Finally, average Pearson, Kendall, and Spearman correlations, MSEP and their standard error (SE) over the 10 folds were calculated. A 95% confidence interval of the difference (d) in the predictive ability from different models with either A or H was constructed using d ± 1.96 × SEd, where the SEd=SDanimalDHGLM2+SDsire-damDHGLM2numberoffolds. When 0 was not within the 95% confidence interval, the predictive abilities of two models were considered statistically different (P < 0.05).

Results

Residual estimates

Individual residuals estimated from using the A (BLUP) and H matrices (ssGBLUP) were plotted against each other to examine their relationship. As expected, the range of residual estimates from the animal models was lower than that from the sire-dam model since residual estimates from the sire-dam model included the entire Mendelian sampling term (Fig. 1).

Fig. 1
Scatter plot of residuals of body weight from the univariate analysis with A matrix (x-axis) or H matrix (y-axis). Two models were performed; sire-dam univariate model (left) and animal univariate model (right).
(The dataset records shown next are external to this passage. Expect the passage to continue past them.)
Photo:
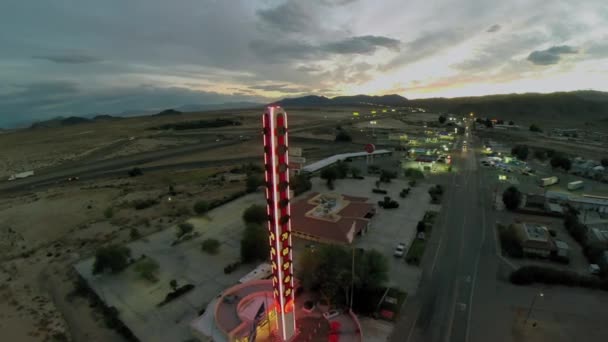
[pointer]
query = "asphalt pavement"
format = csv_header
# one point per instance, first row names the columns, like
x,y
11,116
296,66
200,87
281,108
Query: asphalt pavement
x,y
440,309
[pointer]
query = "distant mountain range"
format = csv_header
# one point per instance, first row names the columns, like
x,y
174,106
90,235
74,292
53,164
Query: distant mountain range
x,y
584,104
62,121
314,100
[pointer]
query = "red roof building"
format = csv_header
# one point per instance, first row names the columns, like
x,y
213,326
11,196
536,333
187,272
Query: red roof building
x,y
330,217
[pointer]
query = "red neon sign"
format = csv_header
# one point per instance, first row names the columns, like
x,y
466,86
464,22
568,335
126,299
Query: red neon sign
x,y
276,163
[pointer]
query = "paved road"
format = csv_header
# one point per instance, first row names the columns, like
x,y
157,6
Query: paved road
x,y
440,309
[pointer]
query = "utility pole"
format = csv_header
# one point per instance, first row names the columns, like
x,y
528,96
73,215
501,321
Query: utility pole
x,y
352,279
532,306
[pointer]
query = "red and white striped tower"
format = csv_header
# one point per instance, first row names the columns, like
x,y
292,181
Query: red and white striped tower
x,y
276,163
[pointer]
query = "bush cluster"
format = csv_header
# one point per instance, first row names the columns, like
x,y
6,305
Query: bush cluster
x,y
536,274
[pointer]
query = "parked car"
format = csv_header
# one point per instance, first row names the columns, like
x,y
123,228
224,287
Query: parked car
x,y
399,250
331,314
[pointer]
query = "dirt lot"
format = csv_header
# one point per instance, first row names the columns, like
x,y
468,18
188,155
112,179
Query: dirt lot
x,y
43,234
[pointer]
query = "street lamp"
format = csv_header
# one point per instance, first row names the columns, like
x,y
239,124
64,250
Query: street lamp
x,y
532,306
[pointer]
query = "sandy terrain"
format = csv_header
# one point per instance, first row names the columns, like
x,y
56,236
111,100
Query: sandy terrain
x,y
43,234
146,145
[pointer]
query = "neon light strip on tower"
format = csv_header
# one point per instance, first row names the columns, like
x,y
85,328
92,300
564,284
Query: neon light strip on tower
x,y
278,209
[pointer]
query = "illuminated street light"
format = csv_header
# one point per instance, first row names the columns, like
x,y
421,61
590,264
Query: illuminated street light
x,y
532,306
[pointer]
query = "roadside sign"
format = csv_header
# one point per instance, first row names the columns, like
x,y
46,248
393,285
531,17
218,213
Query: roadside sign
x,y
295,151
297,160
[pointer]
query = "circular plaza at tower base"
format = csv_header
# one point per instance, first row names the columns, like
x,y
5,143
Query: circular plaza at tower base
x,y
232,315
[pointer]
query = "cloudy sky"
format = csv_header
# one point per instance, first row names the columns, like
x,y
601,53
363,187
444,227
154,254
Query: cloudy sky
x,y
73,57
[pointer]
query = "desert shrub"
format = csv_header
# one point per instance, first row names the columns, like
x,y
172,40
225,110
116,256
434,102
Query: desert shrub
x,y
108,213
147,269
144,203
210,246
114,257
134,234
183,229
134,172
201,207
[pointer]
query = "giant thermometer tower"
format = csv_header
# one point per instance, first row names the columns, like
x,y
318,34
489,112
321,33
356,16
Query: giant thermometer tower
x,y
276,163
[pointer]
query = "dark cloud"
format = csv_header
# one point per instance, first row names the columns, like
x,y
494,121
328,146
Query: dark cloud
x,y
494,28
50,99
499,51
599,49
284,88
290,16
551,55
426,45
308,68
363,45
70,58
281,51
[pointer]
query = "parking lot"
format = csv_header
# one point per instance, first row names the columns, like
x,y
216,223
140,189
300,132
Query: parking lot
x,y
136,299
389,226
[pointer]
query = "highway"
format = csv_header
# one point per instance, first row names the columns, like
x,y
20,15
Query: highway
x,y
440,310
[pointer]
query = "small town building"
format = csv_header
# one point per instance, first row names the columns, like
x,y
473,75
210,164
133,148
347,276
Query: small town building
x,y
535,239
331,217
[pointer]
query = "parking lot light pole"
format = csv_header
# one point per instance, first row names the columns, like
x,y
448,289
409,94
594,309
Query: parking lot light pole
x,y
532,306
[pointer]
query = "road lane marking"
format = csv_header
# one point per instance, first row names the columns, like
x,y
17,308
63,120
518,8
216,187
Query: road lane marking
x,y
476,271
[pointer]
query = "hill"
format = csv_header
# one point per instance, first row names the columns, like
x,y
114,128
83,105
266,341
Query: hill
x,y
60,122
584,105
105,117
314,100
167,112
553,106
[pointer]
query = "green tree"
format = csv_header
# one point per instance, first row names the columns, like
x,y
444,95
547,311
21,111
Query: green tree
x,y
386,176
511,197
147,269
201,207
254,180
114,257
300,184
413,173
520,151
183,229
420,227
254,244
108,213
210,246
255,214
134,234
329,270
330,174
540,155
355,171
343,136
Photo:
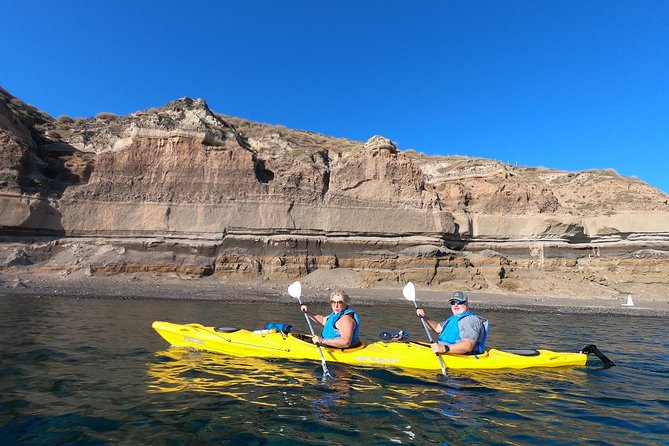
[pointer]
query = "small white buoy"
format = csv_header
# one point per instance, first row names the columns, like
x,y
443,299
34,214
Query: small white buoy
x,y
630,302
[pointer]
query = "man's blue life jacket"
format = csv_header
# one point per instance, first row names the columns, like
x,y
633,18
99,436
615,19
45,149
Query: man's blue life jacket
x,y
331,332
451,332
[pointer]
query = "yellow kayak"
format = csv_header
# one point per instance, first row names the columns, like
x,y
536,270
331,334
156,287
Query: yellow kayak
x,y
412,355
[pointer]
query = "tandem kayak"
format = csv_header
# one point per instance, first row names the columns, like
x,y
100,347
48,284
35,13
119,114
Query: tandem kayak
x,y
412,355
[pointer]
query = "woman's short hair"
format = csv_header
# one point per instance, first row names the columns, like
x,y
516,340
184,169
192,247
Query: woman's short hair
x,y
340,293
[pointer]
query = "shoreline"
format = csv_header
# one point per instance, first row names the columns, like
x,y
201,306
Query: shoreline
x,y
215,288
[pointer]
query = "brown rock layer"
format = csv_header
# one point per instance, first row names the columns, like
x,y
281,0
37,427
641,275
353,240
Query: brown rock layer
x,y
181,189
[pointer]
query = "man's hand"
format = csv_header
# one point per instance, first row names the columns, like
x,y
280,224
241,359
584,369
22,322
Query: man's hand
x,y
439,348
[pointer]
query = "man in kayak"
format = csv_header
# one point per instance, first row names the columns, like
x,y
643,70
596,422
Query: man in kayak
x,y
462,333
341,326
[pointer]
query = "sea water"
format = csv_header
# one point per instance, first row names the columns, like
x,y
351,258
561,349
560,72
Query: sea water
x,y
92,371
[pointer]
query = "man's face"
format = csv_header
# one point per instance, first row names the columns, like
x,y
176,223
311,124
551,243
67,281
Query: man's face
x,y
458,308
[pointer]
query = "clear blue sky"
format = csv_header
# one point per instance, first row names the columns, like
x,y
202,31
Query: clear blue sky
x,y
565,84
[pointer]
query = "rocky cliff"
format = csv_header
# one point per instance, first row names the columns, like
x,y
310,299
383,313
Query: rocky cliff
x,y
183,189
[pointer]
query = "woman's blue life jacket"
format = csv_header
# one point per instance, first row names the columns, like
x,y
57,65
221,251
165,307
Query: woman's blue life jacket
x,y
451,331
331,332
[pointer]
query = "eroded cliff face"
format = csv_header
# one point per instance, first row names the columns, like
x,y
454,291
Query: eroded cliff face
x,y
183,189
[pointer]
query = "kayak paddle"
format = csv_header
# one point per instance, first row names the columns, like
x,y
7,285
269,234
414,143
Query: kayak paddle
x,y
295,290
409,293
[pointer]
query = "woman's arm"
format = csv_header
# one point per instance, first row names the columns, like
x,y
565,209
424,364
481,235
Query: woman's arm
x,y
316,317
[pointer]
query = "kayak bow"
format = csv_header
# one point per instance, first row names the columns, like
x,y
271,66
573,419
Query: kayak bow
x,y
412,355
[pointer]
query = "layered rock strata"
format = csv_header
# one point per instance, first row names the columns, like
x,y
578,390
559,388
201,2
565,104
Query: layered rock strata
x,y
185,190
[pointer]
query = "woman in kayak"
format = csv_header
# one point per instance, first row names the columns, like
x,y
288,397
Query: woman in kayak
x,y
462,333
341,326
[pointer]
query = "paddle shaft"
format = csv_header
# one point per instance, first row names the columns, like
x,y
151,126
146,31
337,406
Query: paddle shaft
x,y
429,336
311,329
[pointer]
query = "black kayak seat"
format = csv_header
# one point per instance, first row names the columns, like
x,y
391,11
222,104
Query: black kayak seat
x,y
520,352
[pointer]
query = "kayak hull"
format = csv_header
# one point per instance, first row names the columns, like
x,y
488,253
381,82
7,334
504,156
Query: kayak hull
x,y
411,355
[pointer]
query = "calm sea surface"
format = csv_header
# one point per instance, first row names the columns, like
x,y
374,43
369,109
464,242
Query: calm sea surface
x,y
92,371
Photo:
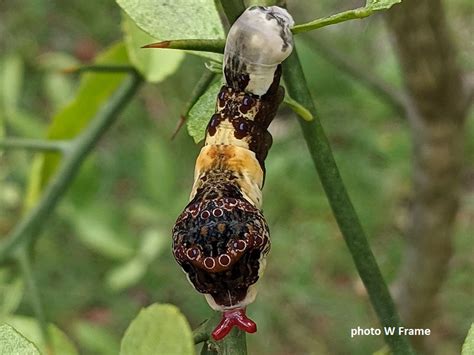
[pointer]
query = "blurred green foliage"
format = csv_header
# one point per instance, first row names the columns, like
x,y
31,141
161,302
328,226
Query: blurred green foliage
x,y
106,254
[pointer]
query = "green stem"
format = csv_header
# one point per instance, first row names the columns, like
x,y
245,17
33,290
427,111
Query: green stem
x,y
203,45
342,207
358,13
29,226
34,296
35,144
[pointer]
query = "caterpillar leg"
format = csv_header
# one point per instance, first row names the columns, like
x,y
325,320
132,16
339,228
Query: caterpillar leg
x,y
234,318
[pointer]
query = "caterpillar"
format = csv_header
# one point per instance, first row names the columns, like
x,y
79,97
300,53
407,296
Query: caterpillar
x,y
221,239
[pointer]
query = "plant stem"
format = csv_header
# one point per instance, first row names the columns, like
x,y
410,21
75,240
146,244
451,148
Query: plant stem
x,y
342,207
358,13
203,45
35,144
29,226
34,297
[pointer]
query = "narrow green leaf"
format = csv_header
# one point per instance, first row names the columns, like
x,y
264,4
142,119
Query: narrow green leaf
x,y
381,4
94,90
202,111
154,65
30,329
11,292
468,346
158,329
178,19
11,82
13,343
359,13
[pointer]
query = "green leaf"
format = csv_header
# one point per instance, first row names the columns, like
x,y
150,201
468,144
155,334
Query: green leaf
x,y
202,111
94,90
468,346
158,329
13,343
154,65
30,329
11,292
178,19
381,4
11,74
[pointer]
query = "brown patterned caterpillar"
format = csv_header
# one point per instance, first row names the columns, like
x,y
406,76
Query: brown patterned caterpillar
x,y
221,239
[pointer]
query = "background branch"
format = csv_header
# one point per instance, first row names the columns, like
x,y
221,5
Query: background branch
x,y
34,144
342,207
29,227
395,98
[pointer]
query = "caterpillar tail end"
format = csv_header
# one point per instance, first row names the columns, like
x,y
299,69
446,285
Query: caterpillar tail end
x,y
237,318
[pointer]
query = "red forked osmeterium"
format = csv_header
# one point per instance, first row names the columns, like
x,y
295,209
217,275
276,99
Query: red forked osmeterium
x,y
236,317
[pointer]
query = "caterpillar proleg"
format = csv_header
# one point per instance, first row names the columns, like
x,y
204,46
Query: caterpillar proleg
x,y
221,239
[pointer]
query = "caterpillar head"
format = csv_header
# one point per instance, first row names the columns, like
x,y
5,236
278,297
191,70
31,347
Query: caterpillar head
x,y
257,43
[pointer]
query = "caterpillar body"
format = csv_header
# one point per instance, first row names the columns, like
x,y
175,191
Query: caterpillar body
x,y
221,238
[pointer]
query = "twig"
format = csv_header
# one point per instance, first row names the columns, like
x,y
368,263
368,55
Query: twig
x,y
35,144
342,207
34,296
28,228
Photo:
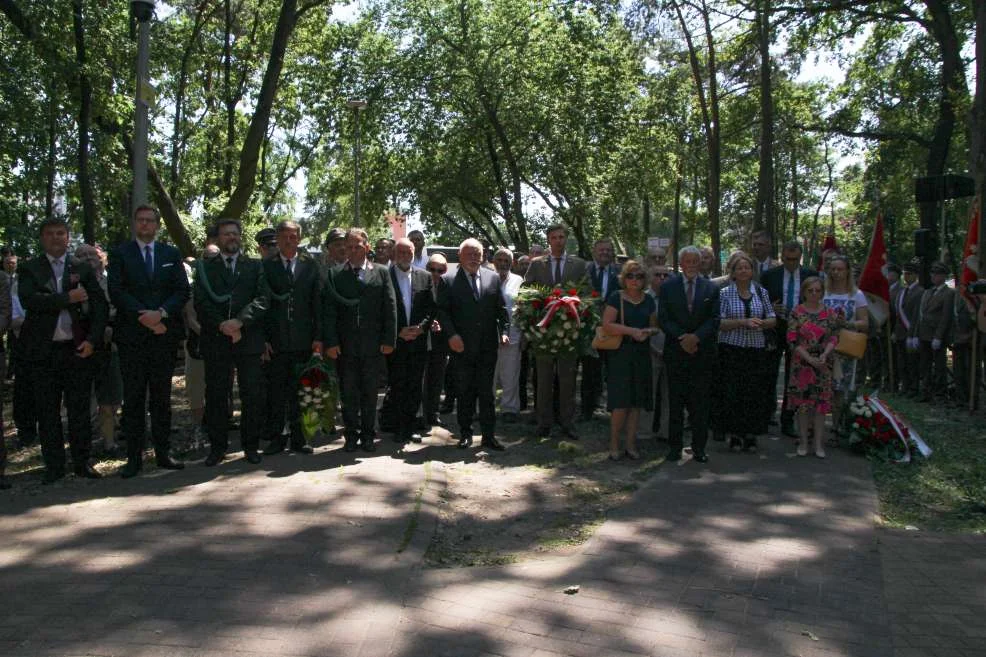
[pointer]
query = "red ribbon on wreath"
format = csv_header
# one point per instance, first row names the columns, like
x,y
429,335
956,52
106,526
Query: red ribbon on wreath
x,y
570,305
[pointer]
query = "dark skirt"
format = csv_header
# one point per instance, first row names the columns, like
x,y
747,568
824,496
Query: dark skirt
x,y
628,376
744,396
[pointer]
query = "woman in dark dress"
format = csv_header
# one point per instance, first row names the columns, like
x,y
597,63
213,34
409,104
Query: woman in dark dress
x,y
745,398
630,313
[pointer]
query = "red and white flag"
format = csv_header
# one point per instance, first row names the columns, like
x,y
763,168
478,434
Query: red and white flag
x,y
873,279
970,254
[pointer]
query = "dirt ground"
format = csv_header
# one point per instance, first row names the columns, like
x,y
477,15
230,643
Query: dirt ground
x,y
540,496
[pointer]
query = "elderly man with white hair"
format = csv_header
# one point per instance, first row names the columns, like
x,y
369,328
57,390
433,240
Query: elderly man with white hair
x,y
474,321
507,375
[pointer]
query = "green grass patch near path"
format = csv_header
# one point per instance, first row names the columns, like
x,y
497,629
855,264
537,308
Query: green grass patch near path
x,y
946,492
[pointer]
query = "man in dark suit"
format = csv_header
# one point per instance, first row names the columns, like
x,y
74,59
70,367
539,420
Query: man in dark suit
x,y
66,313
906,301
148,287
604,277
416,309
360,325
783,286
688,313
554,270
474,319
294,332
231,299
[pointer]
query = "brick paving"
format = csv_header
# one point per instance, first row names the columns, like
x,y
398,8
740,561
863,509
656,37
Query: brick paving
x,y
749,556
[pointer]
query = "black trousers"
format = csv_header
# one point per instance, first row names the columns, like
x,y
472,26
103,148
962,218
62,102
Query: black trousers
x,y
689,386
592,382
25,416
218,391
934,376
282,395
147,370
359,376
405,375
63,375
434,380
474,377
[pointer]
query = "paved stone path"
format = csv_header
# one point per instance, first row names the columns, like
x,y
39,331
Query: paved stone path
x,y
749,556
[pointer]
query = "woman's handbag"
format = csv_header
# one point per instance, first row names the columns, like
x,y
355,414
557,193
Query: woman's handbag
x,y
852,344
602,341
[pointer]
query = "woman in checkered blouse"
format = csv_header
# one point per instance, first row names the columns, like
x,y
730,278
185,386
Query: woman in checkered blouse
x,y
745,377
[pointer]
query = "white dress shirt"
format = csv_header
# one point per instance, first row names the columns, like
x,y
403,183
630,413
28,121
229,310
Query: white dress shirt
x,y
63,327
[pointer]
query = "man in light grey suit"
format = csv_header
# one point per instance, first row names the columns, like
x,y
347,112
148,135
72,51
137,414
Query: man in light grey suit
x,y
557,269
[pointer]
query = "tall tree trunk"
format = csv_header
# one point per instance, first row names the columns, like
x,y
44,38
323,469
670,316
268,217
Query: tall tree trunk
x,y
766,210
51,162
84,120
794,193
246,178
977,150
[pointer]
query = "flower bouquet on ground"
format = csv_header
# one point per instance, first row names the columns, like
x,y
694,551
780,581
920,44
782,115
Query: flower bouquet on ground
x,y
557,321
879,432
318,391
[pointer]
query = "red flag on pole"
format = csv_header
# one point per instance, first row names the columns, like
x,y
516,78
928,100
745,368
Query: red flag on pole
x,y
873,281
970,254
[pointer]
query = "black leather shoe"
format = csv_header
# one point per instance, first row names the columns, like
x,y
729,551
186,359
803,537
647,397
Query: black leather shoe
x,y
86,471
492,443
131,469
52,475
167,463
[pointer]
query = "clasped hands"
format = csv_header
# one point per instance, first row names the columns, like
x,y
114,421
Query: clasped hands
x,y
151,319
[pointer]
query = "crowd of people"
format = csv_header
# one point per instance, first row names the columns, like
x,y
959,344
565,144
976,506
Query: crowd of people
x,y
97,332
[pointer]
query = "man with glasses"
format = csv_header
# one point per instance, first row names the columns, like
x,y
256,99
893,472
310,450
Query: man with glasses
x,y
435,378
783,285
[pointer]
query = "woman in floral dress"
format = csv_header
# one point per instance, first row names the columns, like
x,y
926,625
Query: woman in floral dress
x,y
811,336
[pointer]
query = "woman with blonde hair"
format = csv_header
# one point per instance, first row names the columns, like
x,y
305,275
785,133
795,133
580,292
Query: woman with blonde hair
x,y
745,393
811,336
843,298
632,314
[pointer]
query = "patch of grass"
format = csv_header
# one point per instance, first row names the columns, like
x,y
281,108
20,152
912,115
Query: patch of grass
x,y
946,492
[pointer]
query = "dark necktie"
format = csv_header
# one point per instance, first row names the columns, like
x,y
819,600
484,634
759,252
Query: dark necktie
x,y
148,261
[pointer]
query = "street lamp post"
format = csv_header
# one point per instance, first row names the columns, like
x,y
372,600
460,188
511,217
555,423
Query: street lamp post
x,y
142,11
357,105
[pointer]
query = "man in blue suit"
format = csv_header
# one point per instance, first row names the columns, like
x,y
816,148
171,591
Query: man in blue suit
x,y
688,312
474,320
148,287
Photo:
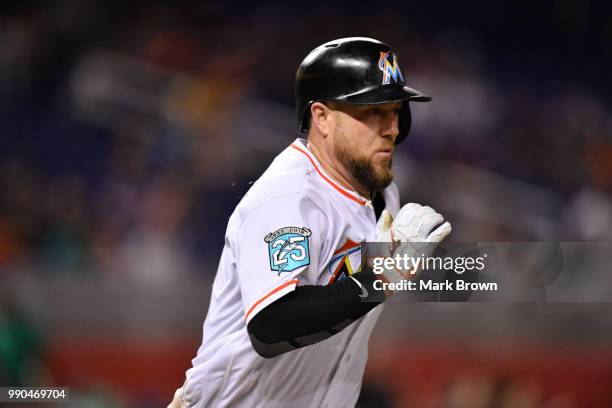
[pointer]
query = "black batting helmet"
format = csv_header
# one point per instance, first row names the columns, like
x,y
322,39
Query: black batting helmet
x,y
356,70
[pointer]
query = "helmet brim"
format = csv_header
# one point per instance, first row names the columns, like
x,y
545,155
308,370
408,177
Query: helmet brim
x,y
385,94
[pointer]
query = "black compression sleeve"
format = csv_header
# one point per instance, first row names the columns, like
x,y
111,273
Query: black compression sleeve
x,y
310,314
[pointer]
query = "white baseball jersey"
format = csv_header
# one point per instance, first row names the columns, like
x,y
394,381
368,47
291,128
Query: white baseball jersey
x,y
296,226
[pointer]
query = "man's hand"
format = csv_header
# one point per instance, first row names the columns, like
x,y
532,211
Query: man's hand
x,y
415,224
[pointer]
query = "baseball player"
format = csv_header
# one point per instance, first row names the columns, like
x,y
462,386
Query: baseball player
x,y
287,324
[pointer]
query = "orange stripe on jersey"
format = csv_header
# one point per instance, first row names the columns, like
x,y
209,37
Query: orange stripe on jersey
x,y
334,185
273,291
346,246
337,271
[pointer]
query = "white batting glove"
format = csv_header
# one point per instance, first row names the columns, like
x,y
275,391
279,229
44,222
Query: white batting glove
x,y
413,223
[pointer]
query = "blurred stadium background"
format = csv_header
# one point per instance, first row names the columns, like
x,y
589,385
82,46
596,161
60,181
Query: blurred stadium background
x,y
129,131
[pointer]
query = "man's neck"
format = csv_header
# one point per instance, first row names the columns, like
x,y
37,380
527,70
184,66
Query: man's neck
x,y
330,165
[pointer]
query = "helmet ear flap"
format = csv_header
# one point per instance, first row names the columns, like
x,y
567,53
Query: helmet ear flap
x,y
405,121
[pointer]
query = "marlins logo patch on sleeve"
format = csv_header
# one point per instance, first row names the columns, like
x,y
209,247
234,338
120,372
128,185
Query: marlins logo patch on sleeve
x,y
288,248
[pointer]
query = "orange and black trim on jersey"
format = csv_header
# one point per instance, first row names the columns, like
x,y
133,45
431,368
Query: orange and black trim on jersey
x,y
270,293
344,266
335,185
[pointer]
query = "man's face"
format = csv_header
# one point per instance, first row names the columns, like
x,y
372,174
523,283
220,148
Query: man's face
x,y
364,140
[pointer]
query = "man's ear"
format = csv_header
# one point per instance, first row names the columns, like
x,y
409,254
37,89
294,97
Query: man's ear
x,y
321,118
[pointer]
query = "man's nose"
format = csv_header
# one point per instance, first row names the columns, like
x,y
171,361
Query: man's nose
x,y
390,125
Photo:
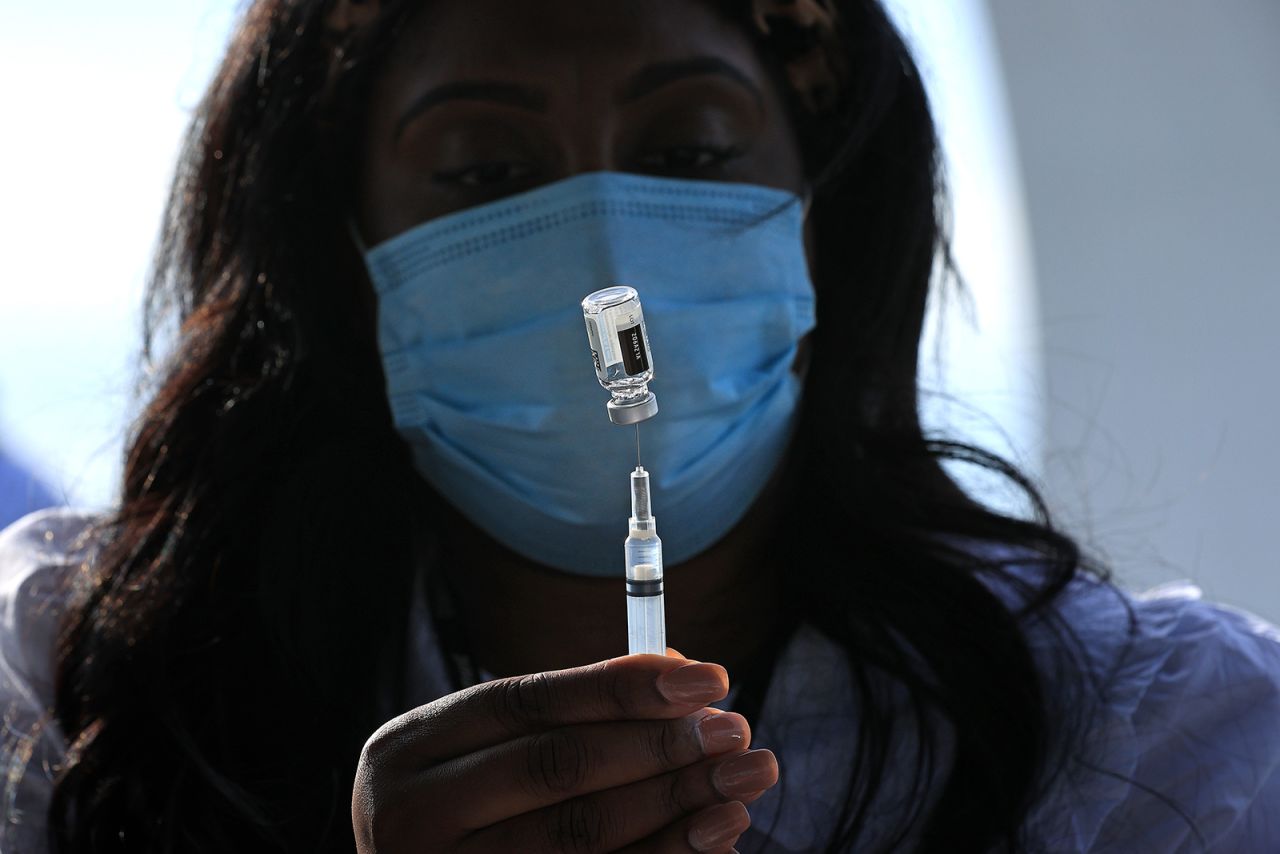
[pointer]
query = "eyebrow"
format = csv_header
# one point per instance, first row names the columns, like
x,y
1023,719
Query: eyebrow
x,y
644,82
659,74
494,91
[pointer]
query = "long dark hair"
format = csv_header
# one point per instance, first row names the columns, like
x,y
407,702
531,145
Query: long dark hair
x,y
243,629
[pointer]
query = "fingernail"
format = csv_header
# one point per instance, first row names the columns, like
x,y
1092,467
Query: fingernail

Red dots are genotyped animals and grey ...

For the sire-dam model, the use of H instead of A did not affect estimated residuals of genotyped animals since the regression coefficient of the estimated residuals using H on the estimated residuals using A and the Pearson correlation between the two were equal to 0.999, which was very similar to the regression coefficient of non-genotyped animals (0.998). The Pearson correlations between estimated residuals using H and A were the same as regression coefficients of estimated residuals using A on estimated residuals using H for genotyped animals (0.999) and non-genotyped animals (0.998).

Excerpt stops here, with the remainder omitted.